En recoupant les données sur le suivi à long terme des manchots royaux de l’île de la Possession avec les variations de température de la surface de l’océan mesurées au fil des ans, l’équipe a pu établir le lien entre ces perturbations climatiques, le comportement de prédation des oiseaux et la démographie de la colonie. Lorsque les deux anomalies climatiques se conjuguent, comme ce fut le cas en 1997, les eaux froides et poissonneuses se retrouvent si éloignées de la colonie que les manchots doivent couvrir une distance deux fois plus importante avant de les atteindre. Conséquence: en passant plus de temps en mer à la recherche de nourriture les oiseaux marins mettent en péril la survie de leur progéniture « Cette année-là à peine 10% des couples de la colonie sont parvenus à élever leur poussin », souligne Charles-André Bost.

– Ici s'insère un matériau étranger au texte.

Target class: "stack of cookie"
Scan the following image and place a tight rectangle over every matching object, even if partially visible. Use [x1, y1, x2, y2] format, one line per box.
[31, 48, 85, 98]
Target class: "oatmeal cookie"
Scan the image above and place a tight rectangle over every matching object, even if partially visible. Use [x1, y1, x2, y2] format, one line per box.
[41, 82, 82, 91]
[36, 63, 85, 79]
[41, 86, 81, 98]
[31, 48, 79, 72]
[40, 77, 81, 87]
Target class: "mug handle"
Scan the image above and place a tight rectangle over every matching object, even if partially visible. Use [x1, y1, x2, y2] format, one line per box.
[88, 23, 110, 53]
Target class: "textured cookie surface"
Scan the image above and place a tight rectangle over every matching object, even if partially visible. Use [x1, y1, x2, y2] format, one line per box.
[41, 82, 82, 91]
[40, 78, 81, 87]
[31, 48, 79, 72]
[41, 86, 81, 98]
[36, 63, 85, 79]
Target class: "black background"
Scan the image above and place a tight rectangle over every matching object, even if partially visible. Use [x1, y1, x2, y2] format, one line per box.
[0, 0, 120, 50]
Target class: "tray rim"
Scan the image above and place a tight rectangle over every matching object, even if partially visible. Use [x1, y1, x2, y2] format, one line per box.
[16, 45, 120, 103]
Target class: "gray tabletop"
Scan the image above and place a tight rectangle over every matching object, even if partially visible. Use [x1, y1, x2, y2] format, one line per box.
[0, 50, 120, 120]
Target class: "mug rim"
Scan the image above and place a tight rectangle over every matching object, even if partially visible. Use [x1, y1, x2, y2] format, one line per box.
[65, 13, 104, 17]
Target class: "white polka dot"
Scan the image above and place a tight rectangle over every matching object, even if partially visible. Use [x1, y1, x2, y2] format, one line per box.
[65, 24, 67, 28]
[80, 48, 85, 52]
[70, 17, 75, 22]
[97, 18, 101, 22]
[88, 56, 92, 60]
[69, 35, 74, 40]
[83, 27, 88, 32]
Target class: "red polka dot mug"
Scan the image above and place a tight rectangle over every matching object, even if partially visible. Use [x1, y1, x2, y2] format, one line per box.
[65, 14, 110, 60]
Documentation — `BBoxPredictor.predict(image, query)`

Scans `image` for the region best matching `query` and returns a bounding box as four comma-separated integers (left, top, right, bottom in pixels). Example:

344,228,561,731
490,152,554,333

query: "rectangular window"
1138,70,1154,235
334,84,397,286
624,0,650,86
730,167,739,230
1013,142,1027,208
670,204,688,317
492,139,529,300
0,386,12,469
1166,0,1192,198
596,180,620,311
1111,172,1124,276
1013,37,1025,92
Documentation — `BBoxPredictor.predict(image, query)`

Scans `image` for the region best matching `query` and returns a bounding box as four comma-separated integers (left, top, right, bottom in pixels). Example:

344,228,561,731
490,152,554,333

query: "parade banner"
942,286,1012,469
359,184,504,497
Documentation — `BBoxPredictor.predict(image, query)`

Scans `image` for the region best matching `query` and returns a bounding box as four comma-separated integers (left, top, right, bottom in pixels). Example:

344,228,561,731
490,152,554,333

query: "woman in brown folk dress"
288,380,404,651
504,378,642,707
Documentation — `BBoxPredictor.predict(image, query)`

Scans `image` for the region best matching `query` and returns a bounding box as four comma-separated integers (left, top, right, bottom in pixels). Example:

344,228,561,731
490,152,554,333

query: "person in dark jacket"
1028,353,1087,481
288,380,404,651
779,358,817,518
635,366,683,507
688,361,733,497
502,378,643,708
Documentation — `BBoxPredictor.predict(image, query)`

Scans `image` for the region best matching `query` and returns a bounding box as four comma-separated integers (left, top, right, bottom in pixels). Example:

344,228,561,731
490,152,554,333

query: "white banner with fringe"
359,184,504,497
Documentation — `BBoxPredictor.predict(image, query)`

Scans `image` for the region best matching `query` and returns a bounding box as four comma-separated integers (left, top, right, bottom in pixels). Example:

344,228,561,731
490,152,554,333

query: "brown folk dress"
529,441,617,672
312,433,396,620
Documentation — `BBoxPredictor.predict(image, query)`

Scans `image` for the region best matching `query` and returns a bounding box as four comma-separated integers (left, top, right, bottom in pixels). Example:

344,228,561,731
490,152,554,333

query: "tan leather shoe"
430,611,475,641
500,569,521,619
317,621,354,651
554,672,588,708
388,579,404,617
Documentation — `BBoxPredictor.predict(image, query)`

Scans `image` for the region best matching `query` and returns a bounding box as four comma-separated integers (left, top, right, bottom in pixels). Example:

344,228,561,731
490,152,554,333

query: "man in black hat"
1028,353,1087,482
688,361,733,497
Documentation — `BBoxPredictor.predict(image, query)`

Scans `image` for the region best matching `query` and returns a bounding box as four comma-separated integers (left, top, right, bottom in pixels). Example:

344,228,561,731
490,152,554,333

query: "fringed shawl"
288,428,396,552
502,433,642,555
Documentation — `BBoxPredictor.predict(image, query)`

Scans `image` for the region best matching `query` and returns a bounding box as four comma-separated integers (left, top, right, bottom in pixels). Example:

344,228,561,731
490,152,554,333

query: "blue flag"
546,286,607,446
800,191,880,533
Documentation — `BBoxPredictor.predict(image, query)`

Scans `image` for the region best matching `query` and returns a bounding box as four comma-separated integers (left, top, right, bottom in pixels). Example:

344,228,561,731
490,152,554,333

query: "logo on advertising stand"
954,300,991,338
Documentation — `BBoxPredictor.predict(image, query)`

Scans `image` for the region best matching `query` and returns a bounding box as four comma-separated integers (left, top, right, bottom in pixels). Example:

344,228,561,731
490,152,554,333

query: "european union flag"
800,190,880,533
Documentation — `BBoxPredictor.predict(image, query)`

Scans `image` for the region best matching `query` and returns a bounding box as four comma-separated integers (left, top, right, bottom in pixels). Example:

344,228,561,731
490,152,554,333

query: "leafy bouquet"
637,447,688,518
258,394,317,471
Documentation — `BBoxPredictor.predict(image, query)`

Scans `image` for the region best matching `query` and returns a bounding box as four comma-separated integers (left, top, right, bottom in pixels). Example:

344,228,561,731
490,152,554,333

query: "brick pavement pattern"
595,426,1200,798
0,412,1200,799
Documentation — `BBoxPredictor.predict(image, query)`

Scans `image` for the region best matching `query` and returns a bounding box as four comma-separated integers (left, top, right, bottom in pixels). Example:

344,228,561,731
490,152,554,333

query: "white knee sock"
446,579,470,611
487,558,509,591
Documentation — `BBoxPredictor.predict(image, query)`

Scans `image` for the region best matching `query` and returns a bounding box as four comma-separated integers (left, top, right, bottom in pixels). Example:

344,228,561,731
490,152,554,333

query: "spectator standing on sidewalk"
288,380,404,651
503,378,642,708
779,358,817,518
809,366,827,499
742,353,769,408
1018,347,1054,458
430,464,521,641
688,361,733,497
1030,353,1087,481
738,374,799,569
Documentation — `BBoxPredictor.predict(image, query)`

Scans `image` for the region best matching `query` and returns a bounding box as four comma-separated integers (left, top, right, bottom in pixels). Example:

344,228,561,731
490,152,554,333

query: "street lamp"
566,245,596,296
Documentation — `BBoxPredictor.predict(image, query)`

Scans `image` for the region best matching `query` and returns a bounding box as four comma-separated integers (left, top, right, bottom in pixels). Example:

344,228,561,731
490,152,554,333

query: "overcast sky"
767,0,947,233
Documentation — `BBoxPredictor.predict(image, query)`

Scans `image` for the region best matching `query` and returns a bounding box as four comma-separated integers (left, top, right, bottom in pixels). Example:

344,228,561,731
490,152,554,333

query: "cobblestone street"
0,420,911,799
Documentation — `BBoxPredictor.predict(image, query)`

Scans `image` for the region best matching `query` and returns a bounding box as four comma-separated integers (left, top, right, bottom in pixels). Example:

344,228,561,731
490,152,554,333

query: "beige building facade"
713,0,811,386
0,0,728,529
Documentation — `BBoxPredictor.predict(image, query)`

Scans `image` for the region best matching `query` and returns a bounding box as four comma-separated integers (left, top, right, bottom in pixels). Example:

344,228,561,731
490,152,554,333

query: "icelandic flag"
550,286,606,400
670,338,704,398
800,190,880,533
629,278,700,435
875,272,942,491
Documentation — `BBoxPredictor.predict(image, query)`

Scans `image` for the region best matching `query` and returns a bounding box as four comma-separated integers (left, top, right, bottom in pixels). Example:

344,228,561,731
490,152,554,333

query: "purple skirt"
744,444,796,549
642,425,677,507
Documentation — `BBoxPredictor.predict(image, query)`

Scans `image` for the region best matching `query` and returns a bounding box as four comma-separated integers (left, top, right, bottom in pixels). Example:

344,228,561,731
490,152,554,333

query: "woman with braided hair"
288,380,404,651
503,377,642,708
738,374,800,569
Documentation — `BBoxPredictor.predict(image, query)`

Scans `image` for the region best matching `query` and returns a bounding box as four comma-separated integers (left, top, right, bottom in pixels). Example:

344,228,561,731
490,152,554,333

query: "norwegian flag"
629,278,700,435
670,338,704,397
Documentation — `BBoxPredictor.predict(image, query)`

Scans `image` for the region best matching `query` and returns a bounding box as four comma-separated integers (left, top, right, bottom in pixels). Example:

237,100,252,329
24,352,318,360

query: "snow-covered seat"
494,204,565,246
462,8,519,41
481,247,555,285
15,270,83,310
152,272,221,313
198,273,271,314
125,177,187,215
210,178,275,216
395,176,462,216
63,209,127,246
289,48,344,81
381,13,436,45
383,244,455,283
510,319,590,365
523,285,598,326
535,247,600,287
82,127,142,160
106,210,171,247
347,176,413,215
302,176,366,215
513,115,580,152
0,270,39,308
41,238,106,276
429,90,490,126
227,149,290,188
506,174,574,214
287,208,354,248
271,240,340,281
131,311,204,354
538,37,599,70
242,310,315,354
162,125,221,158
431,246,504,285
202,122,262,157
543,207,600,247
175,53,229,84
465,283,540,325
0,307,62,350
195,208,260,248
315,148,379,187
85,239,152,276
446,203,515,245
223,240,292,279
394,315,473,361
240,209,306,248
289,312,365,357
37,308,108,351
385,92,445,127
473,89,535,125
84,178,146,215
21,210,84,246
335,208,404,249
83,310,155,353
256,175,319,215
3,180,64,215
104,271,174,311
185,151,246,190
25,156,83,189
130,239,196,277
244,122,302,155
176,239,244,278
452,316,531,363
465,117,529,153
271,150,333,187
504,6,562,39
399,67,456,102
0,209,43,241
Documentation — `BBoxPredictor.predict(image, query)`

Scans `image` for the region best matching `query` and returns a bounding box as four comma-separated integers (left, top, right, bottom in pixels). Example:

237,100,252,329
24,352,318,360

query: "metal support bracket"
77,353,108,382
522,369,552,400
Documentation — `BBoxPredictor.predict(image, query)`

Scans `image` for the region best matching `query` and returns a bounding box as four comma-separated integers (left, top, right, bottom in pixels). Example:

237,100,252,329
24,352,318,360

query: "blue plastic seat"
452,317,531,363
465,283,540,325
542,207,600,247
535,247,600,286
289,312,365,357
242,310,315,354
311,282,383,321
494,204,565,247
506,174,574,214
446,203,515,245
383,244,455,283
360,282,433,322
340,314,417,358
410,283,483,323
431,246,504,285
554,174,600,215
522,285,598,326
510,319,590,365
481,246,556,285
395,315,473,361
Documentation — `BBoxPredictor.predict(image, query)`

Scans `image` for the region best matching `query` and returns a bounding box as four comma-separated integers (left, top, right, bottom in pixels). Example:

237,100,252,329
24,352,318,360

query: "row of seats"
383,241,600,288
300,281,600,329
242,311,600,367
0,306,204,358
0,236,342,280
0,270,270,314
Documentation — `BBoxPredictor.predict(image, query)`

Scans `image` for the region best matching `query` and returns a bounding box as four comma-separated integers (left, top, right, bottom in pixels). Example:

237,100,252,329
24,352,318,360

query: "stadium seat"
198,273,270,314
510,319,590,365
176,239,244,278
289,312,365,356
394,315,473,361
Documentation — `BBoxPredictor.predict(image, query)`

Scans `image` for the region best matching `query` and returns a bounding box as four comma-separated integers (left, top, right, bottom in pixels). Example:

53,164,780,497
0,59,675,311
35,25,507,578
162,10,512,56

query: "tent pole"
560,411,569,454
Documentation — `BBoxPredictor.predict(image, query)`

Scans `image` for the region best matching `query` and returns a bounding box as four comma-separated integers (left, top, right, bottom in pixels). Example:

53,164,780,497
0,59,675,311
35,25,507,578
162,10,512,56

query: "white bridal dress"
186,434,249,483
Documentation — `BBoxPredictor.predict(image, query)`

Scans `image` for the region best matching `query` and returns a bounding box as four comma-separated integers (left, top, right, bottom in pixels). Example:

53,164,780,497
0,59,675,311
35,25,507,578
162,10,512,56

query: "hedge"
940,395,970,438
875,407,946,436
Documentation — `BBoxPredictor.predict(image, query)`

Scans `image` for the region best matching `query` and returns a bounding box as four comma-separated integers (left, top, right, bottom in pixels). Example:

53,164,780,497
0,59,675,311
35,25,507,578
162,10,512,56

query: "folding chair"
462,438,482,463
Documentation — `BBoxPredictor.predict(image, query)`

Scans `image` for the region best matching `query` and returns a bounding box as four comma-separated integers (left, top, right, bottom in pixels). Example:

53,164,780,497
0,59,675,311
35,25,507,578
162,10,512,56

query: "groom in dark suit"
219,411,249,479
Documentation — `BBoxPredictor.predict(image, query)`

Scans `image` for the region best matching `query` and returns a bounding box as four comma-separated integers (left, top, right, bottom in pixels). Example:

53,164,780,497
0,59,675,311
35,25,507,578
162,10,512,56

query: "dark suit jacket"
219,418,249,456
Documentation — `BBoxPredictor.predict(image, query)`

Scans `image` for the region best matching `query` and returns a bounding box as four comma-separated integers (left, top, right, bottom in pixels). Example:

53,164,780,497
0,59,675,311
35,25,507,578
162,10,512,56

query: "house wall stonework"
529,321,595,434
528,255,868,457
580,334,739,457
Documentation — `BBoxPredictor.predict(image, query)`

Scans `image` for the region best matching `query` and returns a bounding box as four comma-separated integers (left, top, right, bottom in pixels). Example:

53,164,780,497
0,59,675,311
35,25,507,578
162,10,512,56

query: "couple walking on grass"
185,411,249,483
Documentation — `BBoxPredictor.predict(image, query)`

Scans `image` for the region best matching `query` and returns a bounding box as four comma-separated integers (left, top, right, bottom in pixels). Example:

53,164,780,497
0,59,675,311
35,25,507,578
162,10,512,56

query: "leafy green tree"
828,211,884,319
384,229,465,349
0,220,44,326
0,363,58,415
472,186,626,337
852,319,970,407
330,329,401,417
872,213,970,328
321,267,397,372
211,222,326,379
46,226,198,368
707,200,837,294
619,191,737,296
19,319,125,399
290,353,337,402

Si de telles perturbations climatiques restent exceptionnelles, elles pourraient toutefois préfigurer ce que sera la norme d’ici 2100. Avec la hausse globale de la température terrestre, consécutive au réchauffement climatique, les eaux froides de l’océan Antarctique devraient s’éloigner durablement de l’archipel Crozet. « Si les vastes colonies de manchots royaux qui s’y rassemblent pour se reproduire risquent de déserter cette localité, elles parviendront peut-être à s’adapter en privilégiant des îles plus australes comme les Kerguelen », estime le chercheur du CNRS. La disparition du manchot royal de cette partie de l’océan Indien, aurait alors d’importantes répercutions tout le long de la chaîne trophique dont ce prédateur marin constitue un maillon essentiel.